Most modern systems have a Memory Management Unit, or MMU. The MMU is responsible for translating physical addresses to virtual addresses. This is used to give each process its own private virtual memory. One process' address X is not the same as another process' address X. This improves performance, security, and reduces the risk of crashes, but it also has the benefit of being usable to implement ASLR. While data may be placed in non-random addresses in physical memory, the system is free to place the data anywhere it wants in a process' virtual memory.
When a process is first created, the only real memory it has access to is the stack, which is limited and is not meant to be used for general purposes. Whenever a non-trivial amount of memory is required, the process needs to use the heap. The only way to do this is to request memory from the kernel via a system call. This system call is given a few arguments specifying the amount of memory it wants, the type of memory, etc. The call returns the base address of some freshly allocated memory of the size specified. One of the things ASLR does is cause this base address to be unpredictable. When ASLR is disabled, allocated memory is placed in predictable locations.

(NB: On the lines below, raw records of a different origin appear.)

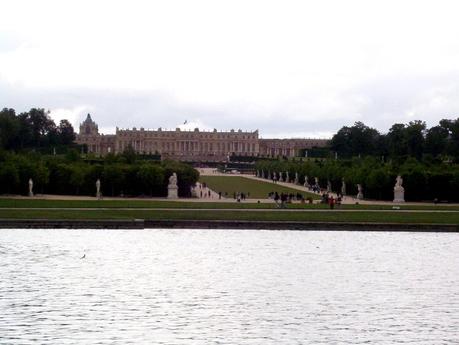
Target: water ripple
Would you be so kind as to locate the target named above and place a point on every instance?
(228, 287)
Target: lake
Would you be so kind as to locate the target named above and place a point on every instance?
(228, 287)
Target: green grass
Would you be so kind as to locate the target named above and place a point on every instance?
(334, 216)
(257, 189)
(183, 204)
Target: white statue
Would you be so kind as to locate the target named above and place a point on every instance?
(172, 188)
(343, 187)
(98, 195)
(360, 193)
(173, 180)
(30, 187)
(399, 191)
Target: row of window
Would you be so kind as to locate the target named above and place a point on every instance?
(187, 146)
(187, 135)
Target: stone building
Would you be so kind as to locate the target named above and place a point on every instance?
(193, 145)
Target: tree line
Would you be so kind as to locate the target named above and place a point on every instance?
(402, 140)
(423, 181)
(33, 129)
(71, 175)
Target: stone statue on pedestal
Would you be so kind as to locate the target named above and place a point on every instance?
(360, 192)
(399, 191)
(98, 194)
(172, 188)
(30, 187)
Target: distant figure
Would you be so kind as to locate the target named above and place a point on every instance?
(30, 187)
(98, 194)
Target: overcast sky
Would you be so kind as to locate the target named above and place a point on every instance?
(287, 68)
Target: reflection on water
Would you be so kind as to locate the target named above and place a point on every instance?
(228, 287)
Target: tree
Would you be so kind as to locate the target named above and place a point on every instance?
(415, 132)
(356, 140)
(396, 140)
(9, 128)
(9, 177)
(66, 134)
(113, 175)
(77, 177)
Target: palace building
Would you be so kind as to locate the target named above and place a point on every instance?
(190, 146)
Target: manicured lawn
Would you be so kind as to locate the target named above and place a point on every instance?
(333, 216)
(255, 189)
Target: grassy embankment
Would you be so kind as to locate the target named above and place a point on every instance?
(335, 216)
(186, 204)
(228, 185)
(138, 209)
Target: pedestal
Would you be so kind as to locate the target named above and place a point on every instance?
(172, 192)
(399, 194)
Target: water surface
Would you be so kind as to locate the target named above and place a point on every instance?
(228, 287)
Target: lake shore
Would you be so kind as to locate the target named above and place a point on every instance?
(221, 225)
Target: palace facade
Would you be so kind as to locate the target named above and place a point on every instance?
(193, 145)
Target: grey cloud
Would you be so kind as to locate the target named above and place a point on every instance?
(381, 103)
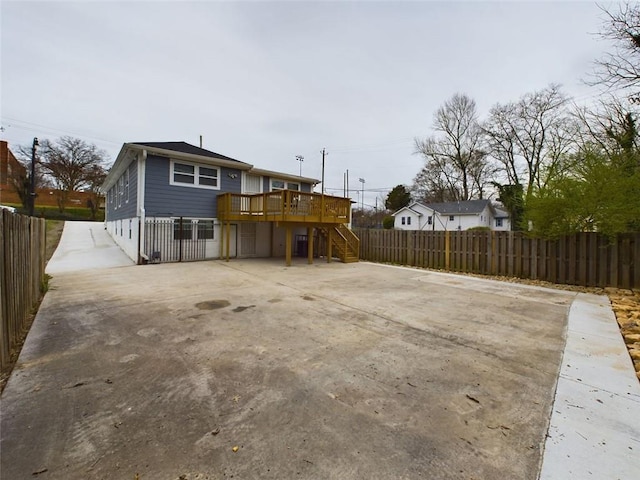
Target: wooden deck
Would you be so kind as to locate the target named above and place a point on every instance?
(293, 209)
(284, 206)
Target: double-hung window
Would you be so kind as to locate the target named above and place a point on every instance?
(193, 175)
(282, 185)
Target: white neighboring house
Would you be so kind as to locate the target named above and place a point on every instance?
(449, 216)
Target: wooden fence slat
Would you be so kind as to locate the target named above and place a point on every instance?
(22, 265)
(586, 259)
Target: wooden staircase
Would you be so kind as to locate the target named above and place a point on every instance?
(344, 243)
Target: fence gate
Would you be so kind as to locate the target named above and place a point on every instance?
(176, 239)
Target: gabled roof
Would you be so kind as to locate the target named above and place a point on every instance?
(468, 207)
(184, 147)
(410, 208)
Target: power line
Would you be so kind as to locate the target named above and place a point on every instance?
(40, 128)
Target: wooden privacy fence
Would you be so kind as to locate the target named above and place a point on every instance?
(586, 259)
(22, 262)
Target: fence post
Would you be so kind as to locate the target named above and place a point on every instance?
(447, 249)
(410, 247)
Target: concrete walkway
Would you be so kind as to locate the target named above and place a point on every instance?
(86, 246)
(314, 371)
(595, 424)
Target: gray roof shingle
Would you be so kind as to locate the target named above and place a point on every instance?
(460, 208)
(184, 147)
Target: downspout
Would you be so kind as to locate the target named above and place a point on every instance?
(142, 162)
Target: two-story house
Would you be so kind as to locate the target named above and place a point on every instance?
(449, 216)
(172, 201)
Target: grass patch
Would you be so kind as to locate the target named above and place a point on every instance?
(54, 232)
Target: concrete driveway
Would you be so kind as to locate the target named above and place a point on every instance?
(248, 369)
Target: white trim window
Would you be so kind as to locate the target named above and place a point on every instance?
(277, 184)
(187, 174)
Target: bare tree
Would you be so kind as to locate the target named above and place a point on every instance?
(528, 138)
(456, 165)
(72, 164)
(611, 125)
(21, 179)
(621, 67)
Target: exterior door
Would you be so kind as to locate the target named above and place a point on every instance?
(248, 239)
(252, 184)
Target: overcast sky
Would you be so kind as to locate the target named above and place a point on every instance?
(263, 82)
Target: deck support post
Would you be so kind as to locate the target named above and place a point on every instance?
(288, 245)
(228, 241)
(310, 245)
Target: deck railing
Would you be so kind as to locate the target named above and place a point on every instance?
(285, 206)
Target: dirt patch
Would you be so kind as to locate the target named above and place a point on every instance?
(626, 306)
(242, 309)
(212, 304)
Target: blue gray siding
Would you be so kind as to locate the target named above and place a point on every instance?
(124, 207)
(165, 200)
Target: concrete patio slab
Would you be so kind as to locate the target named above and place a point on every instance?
(86, 246)
(315, 371)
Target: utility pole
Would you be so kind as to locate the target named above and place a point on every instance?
(323, 154)
(347, 183)
(300, 158)
(32, 187)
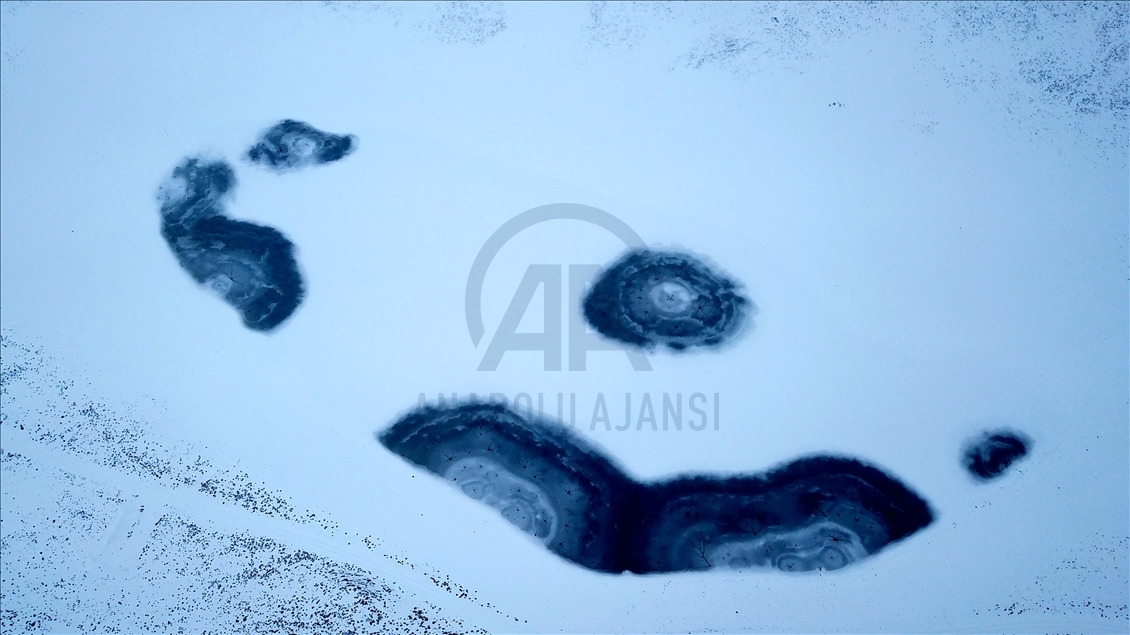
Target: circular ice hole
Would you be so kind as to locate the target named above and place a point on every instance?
(670, 297)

ASLR does more than just randomize the base of allocated memory. When a binary is executed, the dynamic linker connects it to all the shared libraries it needs. Although any given library is kept in only one place in physical memory, the system is able to translate it to a virtual address for each process that uses it. This address translation is done for efficiency reasons, but ASLR makes additional use of it by ensuring the virtual address is random. An executable specially compiled as a Position-Independent Executable (PIE) can call library functions even though the library's base address is randomized.
This is not all ASLR does, and certain security-focused operating systems (OpenBSD, HardenedBSD, Linux with grsecurity/PaX patches, etc.) use a form of ASLR that does even more.